"There is good news in the latest Ookla broadband report. It found that states in which 60% or more of Speedtest users achieved the Federal Communications Commission's (FCC's) minimum standard for fixed broadband speeds - 100 Mbps downstream and 20 Mbps upstream - rose, from 22 states and the District of Columbia in the second half of 2024 to 38 states and D.C. in the first half of this year."
"Overall, the report found that broadband speeds are increasing across the country, while states with low populations and vast terrain continue to face challenges. The "50 U.S. States Broadband Speed Performance" report for the first half 2025 found that the digital divide between urban and rural users improved in the first half of 2025, with 33 states seeing the gap between the percentage of fixed urban users and fixed rural users receiving the minimum broadband speeds decline."

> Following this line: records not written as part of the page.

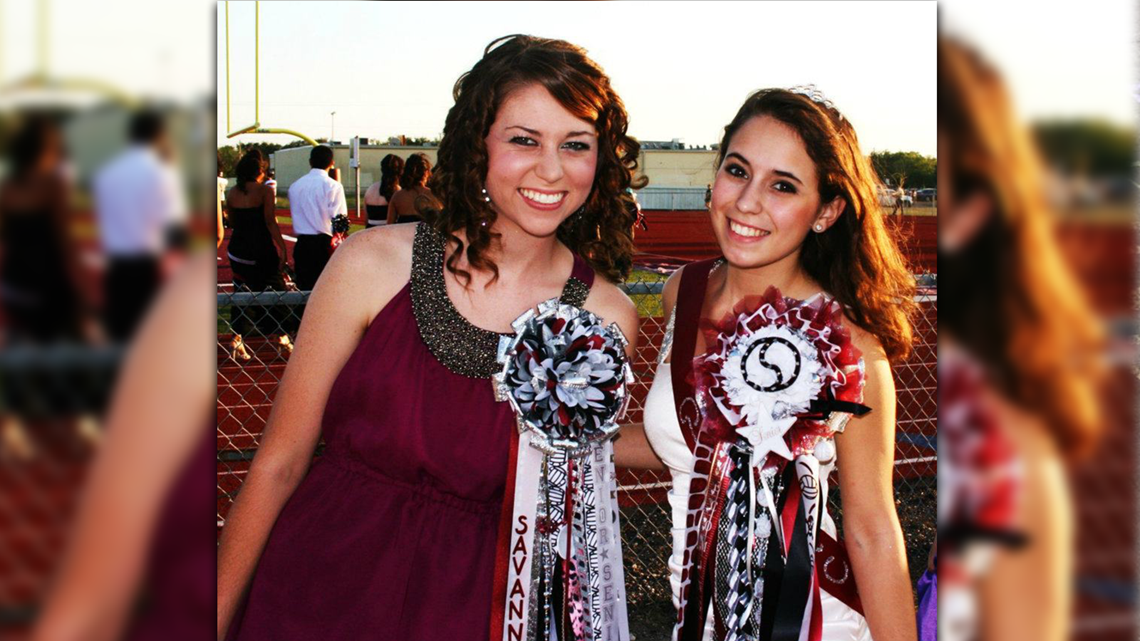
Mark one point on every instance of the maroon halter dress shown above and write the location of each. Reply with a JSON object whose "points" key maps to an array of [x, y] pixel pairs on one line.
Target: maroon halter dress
{"points": [[392, 535]]}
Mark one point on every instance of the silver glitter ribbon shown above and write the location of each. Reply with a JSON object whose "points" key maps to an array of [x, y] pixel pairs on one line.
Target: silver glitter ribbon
{"points": [[568, 399]]}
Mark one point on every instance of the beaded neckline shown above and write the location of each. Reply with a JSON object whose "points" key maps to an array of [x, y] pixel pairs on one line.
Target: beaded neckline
{"points": [[454, 341]]}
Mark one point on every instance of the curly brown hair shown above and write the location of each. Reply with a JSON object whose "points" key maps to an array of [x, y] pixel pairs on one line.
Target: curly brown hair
{"points": [[857, 259], [602, 230], [1010, 298]]}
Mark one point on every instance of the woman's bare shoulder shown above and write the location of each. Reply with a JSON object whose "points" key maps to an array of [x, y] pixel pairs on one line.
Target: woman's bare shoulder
{"points": [[613, 306], [368, 269]]}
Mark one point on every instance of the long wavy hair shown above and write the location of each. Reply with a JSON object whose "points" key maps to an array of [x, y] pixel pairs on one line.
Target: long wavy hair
{"points": [[857, 259], [602, 233], [249, 168], [390, 170], [1008, 297]]}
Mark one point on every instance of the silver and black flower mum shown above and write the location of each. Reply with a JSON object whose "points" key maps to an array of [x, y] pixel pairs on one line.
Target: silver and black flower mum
{"points": [[566, 375]]}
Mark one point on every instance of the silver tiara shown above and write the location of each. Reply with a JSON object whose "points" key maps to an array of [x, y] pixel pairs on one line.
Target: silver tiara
{"points": [[816, 96]]}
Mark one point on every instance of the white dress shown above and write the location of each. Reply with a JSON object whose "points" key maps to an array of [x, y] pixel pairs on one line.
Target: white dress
{"points": [[840, 623]]}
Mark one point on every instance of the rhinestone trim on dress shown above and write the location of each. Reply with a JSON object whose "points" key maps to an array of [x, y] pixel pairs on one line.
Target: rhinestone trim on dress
{"points": [[461, 347]]}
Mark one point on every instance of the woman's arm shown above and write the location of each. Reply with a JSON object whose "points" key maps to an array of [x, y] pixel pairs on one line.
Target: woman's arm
{"points": [[873, 536], [160, 412], [1027, 593], [275, 232], [632, 448], [334, 322]]}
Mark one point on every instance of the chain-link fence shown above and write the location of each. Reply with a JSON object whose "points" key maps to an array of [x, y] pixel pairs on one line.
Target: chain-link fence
{"points": [[250, 372]]}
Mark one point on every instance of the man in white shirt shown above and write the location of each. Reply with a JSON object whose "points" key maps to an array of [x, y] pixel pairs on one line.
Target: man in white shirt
{"points": [[139, 205], [314, 200]]}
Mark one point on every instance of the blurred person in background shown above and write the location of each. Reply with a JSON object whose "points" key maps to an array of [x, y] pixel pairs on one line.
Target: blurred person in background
{"points": [[402, 207], [257, 253], [1019, 364], [139, 565], [138, 202], [314, 200], [221, 181], [40, 277], [381, 192], [271, 184], [39, 266]]}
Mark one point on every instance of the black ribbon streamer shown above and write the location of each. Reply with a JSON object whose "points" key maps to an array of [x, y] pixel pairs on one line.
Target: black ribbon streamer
{"points": [[787, 584]]}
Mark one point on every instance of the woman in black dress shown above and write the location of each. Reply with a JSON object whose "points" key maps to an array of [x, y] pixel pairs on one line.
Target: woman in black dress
{"points": [[257, 252], [381, 192], [404, 205], [38, 266]]}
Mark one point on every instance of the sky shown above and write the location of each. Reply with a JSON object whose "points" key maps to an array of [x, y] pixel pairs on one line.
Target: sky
{"points": [[682, 69], [1064, 61]]}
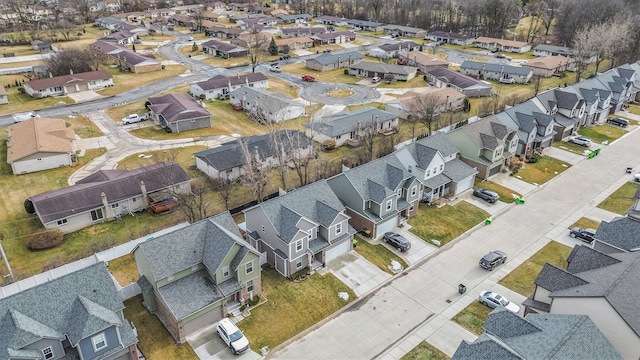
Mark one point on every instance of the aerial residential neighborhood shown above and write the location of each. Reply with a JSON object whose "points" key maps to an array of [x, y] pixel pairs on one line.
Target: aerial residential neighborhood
{"points": [[334, 180]]}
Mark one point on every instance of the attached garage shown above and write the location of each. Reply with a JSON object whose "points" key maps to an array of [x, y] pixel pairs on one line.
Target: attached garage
{"points": [[337, 250]]}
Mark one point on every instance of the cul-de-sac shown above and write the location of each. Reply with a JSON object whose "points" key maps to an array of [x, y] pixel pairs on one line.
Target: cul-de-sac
{"points": [[319, 179]]}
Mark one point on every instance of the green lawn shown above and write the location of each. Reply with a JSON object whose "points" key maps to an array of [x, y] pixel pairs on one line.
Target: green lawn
{"points": [[473, 317], [291, 307], [506, 195], [446, 223], [621, 200], [521, 278], [378, 254], [425, 351], [542, 171], [153, 339]]}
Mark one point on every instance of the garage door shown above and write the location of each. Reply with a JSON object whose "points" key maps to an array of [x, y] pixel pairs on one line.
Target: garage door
{"points": [[337, 250], [388, 225], [203, 321]]}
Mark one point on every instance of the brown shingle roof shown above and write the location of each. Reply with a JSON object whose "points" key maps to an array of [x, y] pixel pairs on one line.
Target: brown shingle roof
{"points": [[38, 135], [115, 184], [68, 79]]}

States in which 60% or more of Speedtest users achieved the FCC minimum standard for fixed broadband speeds (100 Mbps downstream and 20 Mbps upstream) increased from 22 states and the District of Columbia in the second half of 2024 to 38 states and D.C. in the first half of 2025. Broadband speeds are increasing across the country, though low-population, large-terrain states still face challenges. The urban-rural digital divide improved in 33 states and widened in 17. Connecticut, Delaware, New Jersey, Rhode Island, and North Dakota deliver at least 100/20 Mbps service to 70% of users. Starlink provides better rural speeds than urban in 26 states. Improvements are driven by Starlink, FWA, BEAD, and ISP fiber expansion, including a 2.3 million increase in AT&T fiber locations in H1 2025.